Rather than coming to a blanket conclusion that no men should be screened with PSA, Thompson says emphasizing the value of screening on an individual basis might be more helpful, to ensure that men are not unnecessarily allowed to progress to advanced stages of cancer when it becomes less treatable. Since PSA testing has been implemented, he says, rates of prostate-cancer deaths have dropped by almost 50%; advances in treating early tumors, with hormone therapy and low-dose radiation, may also be lost if more cancers are diagnosed at later stages, when those therapies are no longer effective. “To completely say, Don’t do [PSA testing] at all — I have a little difficulty with that,” he says.
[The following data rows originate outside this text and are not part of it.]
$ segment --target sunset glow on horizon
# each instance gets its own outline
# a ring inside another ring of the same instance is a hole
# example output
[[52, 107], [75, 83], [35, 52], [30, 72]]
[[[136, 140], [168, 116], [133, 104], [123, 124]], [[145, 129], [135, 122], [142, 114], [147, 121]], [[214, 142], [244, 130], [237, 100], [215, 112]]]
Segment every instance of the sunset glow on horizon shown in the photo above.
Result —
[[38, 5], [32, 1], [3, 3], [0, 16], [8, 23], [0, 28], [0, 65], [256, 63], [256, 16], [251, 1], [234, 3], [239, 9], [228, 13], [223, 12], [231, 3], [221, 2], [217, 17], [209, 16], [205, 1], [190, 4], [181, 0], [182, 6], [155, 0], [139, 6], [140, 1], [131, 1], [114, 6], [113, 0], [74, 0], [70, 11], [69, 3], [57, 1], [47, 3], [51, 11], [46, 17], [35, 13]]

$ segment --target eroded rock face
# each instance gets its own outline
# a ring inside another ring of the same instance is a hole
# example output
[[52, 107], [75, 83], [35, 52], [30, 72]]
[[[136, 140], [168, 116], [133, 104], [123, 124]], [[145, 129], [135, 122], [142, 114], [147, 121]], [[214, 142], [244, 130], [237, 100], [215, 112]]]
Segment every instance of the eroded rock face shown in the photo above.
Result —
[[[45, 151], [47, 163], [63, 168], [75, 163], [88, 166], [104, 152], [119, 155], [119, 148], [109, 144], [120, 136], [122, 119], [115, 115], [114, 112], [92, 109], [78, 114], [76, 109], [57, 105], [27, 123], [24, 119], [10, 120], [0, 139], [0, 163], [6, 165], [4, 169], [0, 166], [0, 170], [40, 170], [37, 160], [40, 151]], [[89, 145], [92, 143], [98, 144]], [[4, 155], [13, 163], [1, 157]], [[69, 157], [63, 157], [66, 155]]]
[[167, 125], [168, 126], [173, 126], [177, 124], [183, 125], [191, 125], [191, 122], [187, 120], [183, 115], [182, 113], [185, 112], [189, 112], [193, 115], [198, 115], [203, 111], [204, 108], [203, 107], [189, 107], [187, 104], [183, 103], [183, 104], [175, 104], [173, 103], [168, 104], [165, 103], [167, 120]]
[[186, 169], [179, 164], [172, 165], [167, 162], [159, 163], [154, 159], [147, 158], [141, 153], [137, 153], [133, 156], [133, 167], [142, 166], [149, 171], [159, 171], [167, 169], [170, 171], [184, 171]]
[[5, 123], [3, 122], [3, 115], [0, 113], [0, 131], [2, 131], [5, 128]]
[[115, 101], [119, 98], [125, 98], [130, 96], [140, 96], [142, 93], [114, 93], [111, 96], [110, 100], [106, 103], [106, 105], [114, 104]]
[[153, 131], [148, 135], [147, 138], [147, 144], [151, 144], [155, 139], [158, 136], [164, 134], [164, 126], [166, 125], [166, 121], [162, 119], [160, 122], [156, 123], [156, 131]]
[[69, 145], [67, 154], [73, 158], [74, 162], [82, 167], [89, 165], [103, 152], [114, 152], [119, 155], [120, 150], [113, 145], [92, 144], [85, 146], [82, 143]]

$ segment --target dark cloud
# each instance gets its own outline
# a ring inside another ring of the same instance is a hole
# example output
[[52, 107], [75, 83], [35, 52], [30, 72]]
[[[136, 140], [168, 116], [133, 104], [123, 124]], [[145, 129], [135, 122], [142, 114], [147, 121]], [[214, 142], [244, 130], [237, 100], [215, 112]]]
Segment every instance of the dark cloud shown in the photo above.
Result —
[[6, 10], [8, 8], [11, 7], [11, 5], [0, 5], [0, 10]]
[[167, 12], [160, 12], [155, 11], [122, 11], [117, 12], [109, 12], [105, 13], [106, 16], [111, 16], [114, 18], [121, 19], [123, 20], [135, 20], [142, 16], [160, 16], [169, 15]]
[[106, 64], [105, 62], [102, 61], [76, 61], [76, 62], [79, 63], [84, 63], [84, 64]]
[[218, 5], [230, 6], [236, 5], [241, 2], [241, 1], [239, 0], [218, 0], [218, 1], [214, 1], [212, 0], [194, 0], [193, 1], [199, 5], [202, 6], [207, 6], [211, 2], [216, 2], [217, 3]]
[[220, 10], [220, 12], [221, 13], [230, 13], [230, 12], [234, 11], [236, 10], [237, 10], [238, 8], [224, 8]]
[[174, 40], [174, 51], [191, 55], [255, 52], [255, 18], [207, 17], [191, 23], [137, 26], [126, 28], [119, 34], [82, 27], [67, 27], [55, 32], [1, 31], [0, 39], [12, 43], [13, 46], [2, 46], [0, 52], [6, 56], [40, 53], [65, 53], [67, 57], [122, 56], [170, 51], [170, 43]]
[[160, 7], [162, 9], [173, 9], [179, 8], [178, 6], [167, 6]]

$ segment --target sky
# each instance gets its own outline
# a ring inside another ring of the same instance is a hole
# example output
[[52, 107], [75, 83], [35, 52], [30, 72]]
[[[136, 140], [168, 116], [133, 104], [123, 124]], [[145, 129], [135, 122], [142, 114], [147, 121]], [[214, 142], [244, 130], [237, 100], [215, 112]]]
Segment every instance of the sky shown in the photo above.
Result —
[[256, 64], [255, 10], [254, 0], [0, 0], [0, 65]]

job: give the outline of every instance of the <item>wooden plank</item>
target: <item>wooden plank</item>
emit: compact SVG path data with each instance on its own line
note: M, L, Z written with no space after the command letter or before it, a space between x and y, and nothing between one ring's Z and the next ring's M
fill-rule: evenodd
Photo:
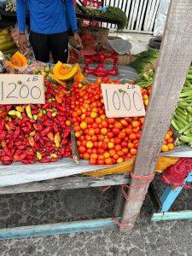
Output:
M155 20L155 17L157 16L157 10L158 10L158 8L160 6L160 0L157 0L156 5L154 7L154 11L153 17L152 17L152 20L151 20L151 24L150 24L150 26L149 26L149 31L150 32L153 31L153 28L154 26L154 20Z
M162 220L189 219L189 218L192 218L192 211L154 213L151 220L162 221Z
M129 180L130 178L127 174L108 175L100 177L73 176L50 179L44 182L2 187L0 188L0 195L114 186L126 184L129 183Z
M192 59L192 1L172 0L160 53L154 83L140 141L134 174L154 173L161 145L171 123ZM131 184L141 183L132 179ZM148 184L130 189L129 196L146 195ZM132 228L143 200L125 202L122 222ZM120 230L125 230L123 227Z
M73 221L51 224L16 227L0 230L0 240L26 238L51 235L68 235L75 232L93 230L117 230L117 225L111 218Z
M121 188L119 189L117 198L115 201L113 213L114 216L121 216L123 207L125 202L125 195L123 195Z
M135 6L134 6L134 11L133 11L133 15L132 15L132 20L131 24L131 29L133 29L135 27L135 22L137 19L138 15L138 8L139 8L139 3L141 0L136 0Z
M141 16L142 16L142 10L143 9L143 4L144 4L144 0L141 0L139 3L139 9L138 9L138 15L137 15L137 22L136 22L136 30L138 30L139 28L139 23L140 23L140 20L141 20Z
M142 30L142 26L143 26L143 22L144 20L144 15L145 15L145 9L146 9L147 3L148 3L148 0L145 0L143 6L142 15L141 15L141 19L140 19L140 22L139 22L138 31Z

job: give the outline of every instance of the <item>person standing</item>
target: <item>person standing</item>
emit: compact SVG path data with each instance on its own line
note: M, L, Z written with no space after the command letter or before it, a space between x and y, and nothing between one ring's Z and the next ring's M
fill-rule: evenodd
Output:
M68 59L68 30L82 48L73 0L16 0L19 45L26 50L26 12L30 12L29 42L36 60L48 62L51 52L54 62Z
However, the USPSTF stresses that men who want a PSA test can still get one and that doctors may offer it as long as they explain the risks and benefits to patients.
But LeFevre says it may be time to accept that our understanding of cancer is changing, and with that, our ways of detecting and treating it will need adjustment. “We formulated this dogma that all cancer needs to be detected early and that treatment was our only hope decades ago when our ability to get in and find asymptomatic disease was limited and almost negligible. At that time, the assumption was that any cancer we found was the bad kind. But the more technology advances to detect asymptomatic disease, the more we learn that not all of it needs to be detected. It’s a different way of thinking about asymptomatic disease, that not all of it goes on to make people sick.”
But as with any change, it will be hard to accept that screening isn’t always good.